Sigue desvaneciéndose.

—Pronto —dice—. Ten paciencia. Recuerda que esto es un rompecabezas. Ahora ya tienes todas las piezas. No tardarás en entenderlo todo. Te las arreglarás bien sin mí, Liz.

—¿Adónde vas? —Estoy aterrada—. Alex, no te vayas. ¡Cuéntame lo que viste la noche de mi muerte!

—No soy yo quien debe resolver ese misterio, Liz. —Me sonríe una vez más—. Lo he pasado estupendamente contigo, de verdad. No eres tan mala persona como creía. Te perdono, de corazón. Te lo perdono todo.

—¿Qué viste? ¿Me mató alguien? Alex, espera, por favor...

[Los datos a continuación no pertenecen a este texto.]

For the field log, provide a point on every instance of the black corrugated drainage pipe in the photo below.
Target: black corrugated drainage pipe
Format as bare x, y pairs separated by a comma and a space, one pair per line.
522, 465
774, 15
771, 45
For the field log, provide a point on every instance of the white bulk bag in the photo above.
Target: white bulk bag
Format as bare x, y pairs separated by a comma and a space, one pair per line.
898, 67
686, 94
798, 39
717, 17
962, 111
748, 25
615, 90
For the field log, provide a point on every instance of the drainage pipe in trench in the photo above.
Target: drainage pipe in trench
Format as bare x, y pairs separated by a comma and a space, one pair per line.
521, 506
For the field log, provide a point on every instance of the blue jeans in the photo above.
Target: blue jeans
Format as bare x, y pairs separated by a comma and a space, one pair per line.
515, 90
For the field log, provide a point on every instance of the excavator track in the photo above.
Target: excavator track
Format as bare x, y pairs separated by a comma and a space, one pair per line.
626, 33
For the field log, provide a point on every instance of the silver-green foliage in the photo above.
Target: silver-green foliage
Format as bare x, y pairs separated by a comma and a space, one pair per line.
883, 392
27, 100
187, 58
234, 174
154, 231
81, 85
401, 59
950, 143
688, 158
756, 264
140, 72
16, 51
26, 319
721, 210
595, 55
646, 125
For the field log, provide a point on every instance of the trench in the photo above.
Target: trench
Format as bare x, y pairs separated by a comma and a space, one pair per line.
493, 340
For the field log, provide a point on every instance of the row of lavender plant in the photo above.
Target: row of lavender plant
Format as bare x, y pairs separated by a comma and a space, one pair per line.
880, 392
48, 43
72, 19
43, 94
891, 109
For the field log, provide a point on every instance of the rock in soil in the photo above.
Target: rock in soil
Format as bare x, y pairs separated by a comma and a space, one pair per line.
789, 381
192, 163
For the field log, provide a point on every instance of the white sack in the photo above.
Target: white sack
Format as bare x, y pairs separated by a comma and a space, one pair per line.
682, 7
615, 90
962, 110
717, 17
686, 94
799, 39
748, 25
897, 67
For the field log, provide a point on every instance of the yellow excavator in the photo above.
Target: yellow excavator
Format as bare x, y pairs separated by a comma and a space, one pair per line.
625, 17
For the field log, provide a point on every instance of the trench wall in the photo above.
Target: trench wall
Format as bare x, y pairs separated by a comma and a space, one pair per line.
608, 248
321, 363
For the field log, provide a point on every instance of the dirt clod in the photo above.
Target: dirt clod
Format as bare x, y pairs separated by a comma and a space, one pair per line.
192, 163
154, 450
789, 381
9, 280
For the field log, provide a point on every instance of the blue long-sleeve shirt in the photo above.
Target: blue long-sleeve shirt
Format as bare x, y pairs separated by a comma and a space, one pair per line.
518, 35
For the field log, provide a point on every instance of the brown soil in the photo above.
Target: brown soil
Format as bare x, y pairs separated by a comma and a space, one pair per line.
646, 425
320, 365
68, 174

—Qué calorcito, Liz. —Se desvanece más deprisa—. Me parece que por fin voy a descansar. Esto te va a gustar, cuando te toque. —Esboza una última sonrisa tierna—. Me ha encantado andar por ahí con la reina del baile de inauguración, pero todas las fiestas tienen su final.

—Alex...

—Nos vemos pronto —dice.

Y sin más, desaparece.

Sentada en el bosque, sola, helada y mojada, lloro. Echo de menos a Alex. Me abruma el remordimiento. Ojalá no hubiera vuelto a casa esa noche. Ojalá hubiera aceptado que alguien me llevara a casa. Pero tenía diecisiete años, estaba llena de vida y creía que nada malo podía ocurrirme... a mí no, no a la rica y popular Elizabeth Valchar. ¿Cómo pudo cruzarse mi existencia de forma tan significativa con la de alguien tan «insignificante» como Alexander Berg? ¿Cómo pude arrebatarle la vida con una colisión momentánea?

¿Y ahora qué hago? Espero un rato, con la confianza de que Alex reaparezca, pero en el fondo sé que ya se ha ido para siempre, sin duda a un lugar mejor.

Completamente sola por primera vez desde mi muerte, me levanto. Voy a casa. Me meto en la cama y miro al techo, esperando a que amanezca, confiando en que la luz del día me traiga algo más que otro tramo de tiempo interminable.